New homes bring more people. More people equal more traffic and more children in classrooms. Therefore, builders of new homes should help pay to widen roads or build schools.
For two decades, the state required developers to pay upfront to improve roads and schools. Two years ago, Gov. Rick Scott and the Legislature removed the concurrency rule, allowing county governments to decide whether to have concurrency or not.
Citrus County decided to drop concurrency for roads, but kept it for schools.
In April, the school board declined a request from the Citrus County Builders Association to change the interlocal agreement to drop school concurrency. School board members said they didn’t want to eliminate future growth from helping pay for more classrooms.
School district officials, however, may be forced to change that position.
Gaston Hall, a longtime builder and CCBA member, convinced county commissioners two weeks ago to start the process to eliminate school concurrency and impact fees. Commissioners agreed to approach the school board to update the interlocal agreement.
Hall said he has tried to reason with Citrus County School District officials about long-range planning and whether impact fees are needed in a growth slowdown when new schools are not necessary.
In an interview, Hall pointed to the decision to spend $750,000 in impact fees to buy 20 acres of property on County Road 486 for a future joint-use elementary school and YMCA facility.
The county is also using $210,000 of school impact fee dollars as part of the final section of County Road 486 widening project. Those funds will help pay for construction of the quarter-mile section where the new school and YMCA are planned.
When the district and county agreed on using impact fees for the school site, the district expected to build the new school within five years.
Now, with growth at a standstill, the school could be 20 years off.
Hall said impact fees should never have been used for that property.
“We totally disagree with the purchase of property for a school that might be built 20 to 25 years from now,” he said. “When you take impact fee dollars and buy property like that, you’re land speculating.”
Chuck Dixon, a former county planning director who heads the school district’s Department of Planning and Growth Management, said impact fees and concurrency play a vital role in ensuring the district can pay for new schools.

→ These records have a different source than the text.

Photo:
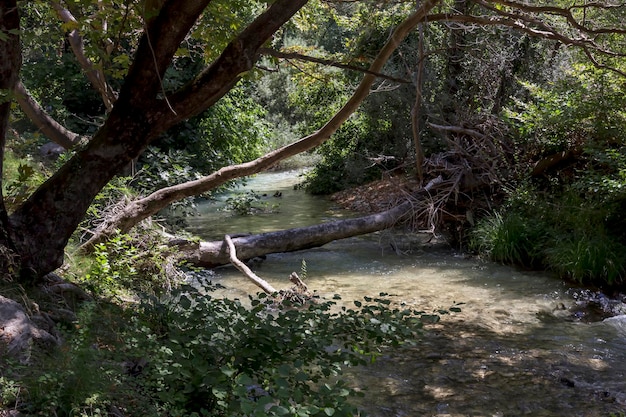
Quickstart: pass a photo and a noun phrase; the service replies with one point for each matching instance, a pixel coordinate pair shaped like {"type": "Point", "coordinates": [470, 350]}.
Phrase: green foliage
{"type": "Point", "coordinates": [245, 204]}
{"type": "Point", "coordinates": [586, 258]}
{"type": "Point", "coordinates": [189, 354]}
{"type": "Point", "coordinates": [128, 264]}
{"type": "Point", "coordinates": [581, 239]}
{"type": "Point", "coordinates": [79, 379]}
{"type": "Point", "coordinates": [583, 108]}
{"type": "Point", "coordinates": [217, 357]}
{"type": "Point", "coordinates": [509, 238]}
{"type": "Point", "coordinates": [22, 176]}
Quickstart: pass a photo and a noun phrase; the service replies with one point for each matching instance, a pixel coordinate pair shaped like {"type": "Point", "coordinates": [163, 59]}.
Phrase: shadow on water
{"type": "Point", "coordinates": [460, 368]}
{"type": "Point", "coordinates": [511, 351]}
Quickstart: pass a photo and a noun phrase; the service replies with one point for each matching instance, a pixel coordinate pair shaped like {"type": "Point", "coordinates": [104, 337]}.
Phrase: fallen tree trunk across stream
{"type": "Point", "coordinates": [216, 253]}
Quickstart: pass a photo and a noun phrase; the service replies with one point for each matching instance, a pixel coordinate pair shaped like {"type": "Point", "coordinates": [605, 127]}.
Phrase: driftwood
{"type": "Point", "coordinates": [260, 282]}
{"type": "Point", "coordinates": [216, 253]}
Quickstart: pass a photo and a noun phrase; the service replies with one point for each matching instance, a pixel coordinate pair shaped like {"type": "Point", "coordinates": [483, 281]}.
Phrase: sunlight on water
{"type": "Point", "coordinates": [511, 351]}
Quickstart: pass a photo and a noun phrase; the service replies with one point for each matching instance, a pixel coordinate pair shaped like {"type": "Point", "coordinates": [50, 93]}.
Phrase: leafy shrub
{"type": "Point", "coordinates": [216, 357]}
{"type": "Point", "coordinates": [188, 354]}
{"type": "Point", "coordinates": [510, 238]}
{"type": "Point", "coordinates": [128, 264]}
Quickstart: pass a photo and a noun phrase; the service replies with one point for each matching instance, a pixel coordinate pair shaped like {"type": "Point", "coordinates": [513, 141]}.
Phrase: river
{"type": "Point", "coordinates": [513, 349]}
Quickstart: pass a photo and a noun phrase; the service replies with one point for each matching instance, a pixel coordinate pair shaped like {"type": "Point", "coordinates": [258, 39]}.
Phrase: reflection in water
{"type": "Point", "coordinates": [511, 351]}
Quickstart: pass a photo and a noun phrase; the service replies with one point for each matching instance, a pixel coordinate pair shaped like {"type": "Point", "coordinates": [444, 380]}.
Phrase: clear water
{"type": "Point", "coordinates": [511, 351]}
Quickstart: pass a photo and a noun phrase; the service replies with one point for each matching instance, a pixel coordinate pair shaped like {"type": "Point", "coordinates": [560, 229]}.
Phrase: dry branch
{"type": "Point", "coordinates": [260, 282]}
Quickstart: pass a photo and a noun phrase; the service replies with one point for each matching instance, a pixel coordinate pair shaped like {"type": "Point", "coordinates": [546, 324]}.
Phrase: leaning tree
{"type": "Point", "coordinates": [34, 236]}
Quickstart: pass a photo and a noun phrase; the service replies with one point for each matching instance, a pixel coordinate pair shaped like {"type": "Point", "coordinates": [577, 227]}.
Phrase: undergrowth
{"type": "Point", "coordinates": [187, 353]}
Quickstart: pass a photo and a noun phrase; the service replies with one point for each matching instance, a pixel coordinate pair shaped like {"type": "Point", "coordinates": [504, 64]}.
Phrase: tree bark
{"type": "Point", "coordinates": [94, 75]}
{"type": "Point", "coordinates": [10, 63]}
{"type": "Point", "coordinates": [212, 254]}
{"type": "Point", "coordinates": [42, 226]}
{"type": "Point", "coordinates": [258, 281]}
{"type": "Point", "coordinates": [143, 208]}
{"type": "Point", "coordinates": [46, 124]}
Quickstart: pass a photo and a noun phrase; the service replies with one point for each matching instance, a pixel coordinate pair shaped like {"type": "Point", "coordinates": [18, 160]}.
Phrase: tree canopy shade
{"type": "Point", "coordinates": [41, 227]}
{"type": "Point", "coordinates": [143, 108]}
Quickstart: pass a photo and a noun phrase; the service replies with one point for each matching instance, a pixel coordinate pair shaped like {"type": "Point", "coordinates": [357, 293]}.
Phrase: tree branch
{"type": "Point", "coordinates": [328, 62]}
{"type": "Point", "coordinates": [95, 75]}
{"type": "Point", "coordinates": [258, 281]}
{"type": "Point", "coordinates": [143, 208]}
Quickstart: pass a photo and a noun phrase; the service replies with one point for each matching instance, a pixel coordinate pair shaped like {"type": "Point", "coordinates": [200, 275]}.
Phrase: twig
{"type": "Point", "coordinates": [260, 282]}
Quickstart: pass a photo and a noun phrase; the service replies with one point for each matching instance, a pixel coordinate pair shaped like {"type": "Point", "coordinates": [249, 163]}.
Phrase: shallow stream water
{"type": "Point", "coordinates": [513, 349]}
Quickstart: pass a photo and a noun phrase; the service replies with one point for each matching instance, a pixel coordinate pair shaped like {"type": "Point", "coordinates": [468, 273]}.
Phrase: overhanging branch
{"type": "Point", "coordinates": [328, 62]}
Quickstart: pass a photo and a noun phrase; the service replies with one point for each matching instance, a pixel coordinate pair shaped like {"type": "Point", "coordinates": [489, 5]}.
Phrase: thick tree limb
{"type": "Point", "coordinates": [46, 124]}
{"type": "Point", "coordinates": [42, 225]}
{"type": "Point", "coordinates": [258, 281]}
{"type": "Point", "coordinates": [328, 62]}
{"type": "Point", "coordinates": [94, 75]}
{"type": "Point", "coordinates": [10, 63]}
{"type": "Point", "coordinates": [211, 254]}
{"type": "Point", "coordinates": [143, 208]}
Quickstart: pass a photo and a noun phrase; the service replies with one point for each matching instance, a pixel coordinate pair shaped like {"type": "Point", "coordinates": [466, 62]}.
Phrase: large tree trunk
{"type": "Point", "coordinates": [211, 254]}
{"type": "Point", "coordinates": [10, 62]}
{"type": "Point", "coordinates": [42, 226]}
{"type": "Point", "coordinates": [143, 208]}
{"type": "Point", "coordinates": [46, 124]}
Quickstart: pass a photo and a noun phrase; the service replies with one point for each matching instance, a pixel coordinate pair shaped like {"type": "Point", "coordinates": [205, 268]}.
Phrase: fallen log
{"type": "Point", "coordinates": [216, 253]}
{"type": "Point", "coordinates": [260, 282]}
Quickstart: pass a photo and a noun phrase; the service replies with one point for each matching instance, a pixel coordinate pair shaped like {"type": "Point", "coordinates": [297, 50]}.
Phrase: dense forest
{"type": "Point", "coordinates": [503, 122]}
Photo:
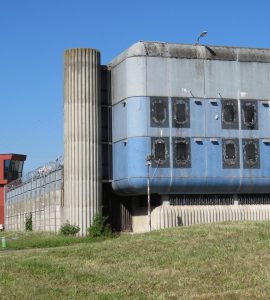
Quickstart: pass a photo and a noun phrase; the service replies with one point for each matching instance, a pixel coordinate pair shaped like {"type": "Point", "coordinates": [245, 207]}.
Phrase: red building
{"type": "Point", "coordinates": [11, 167]}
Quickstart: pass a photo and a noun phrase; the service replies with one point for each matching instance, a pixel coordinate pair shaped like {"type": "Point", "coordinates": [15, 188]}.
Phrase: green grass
{"type": "Point", "coordinates": [217, 261]}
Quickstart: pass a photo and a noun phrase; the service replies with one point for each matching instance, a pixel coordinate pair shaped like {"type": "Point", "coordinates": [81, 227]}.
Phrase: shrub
{"type": "Point", "coordinates": [68, 229]}
{"type": "Point", "coordinates": [99, 228]}
{"type": "Point", "coordinates": [28, 222]}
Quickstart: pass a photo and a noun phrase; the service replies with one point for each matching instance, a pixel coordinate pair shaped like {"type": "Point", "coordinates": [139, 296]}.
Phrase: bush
{"type": "Point", "coordinates": [28, 222]}
{"type": "Point", "coordinates": [99, 228]}
{"type": "Point", "coordinates": [68, 229]}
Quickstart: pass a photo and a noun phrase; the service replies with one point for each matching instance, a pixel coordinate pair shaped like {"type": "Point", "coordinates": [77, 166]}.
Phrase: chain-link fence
{"type": "Point", "coordinates": [38, 194]}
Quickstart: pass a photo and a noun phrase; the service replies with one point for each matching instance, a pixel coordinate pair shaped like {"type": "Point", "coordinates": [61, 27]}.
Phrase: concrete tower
{"type": "Point", "coordinates": [82, 142]}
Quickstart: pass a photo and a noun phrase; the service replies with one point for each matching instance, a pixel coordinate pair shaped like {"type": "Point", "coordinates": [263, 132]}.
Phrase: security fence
{"type": "Point", "coordinates": [37, 196]}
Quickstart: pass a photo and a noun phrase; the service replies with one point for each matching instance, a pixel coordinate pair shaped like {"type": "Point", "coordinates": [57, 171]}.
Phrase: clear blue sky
{"type": "Point", "coordinates": [35, 33]}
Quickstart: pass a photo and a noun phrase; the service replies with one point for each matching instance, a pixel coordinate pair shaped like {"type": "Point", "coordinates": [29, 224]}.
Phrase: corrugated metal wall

He said the county doesn’t simply hand over impact fees to the school district. The district must seek approval for impact-fee projects, and then is reimbursed after the district’s money is already spent.
Impact fees pay only a fraction of the total cost, and only for projects necessary for additional students. Central Ridge Elementary School, which opened in 2009, cost $22 million to build. Of that, $1.4 million, or 6 percent, of the total payment came from impact fees.
As for the Pine Ridge property, Dixon said the county and district combined to plan for a project that can be built before area schools become overcrowded.
“It’s a bargain compared to when we have to do these things after the fact,” Dixon said. “It’s not a bad deal.”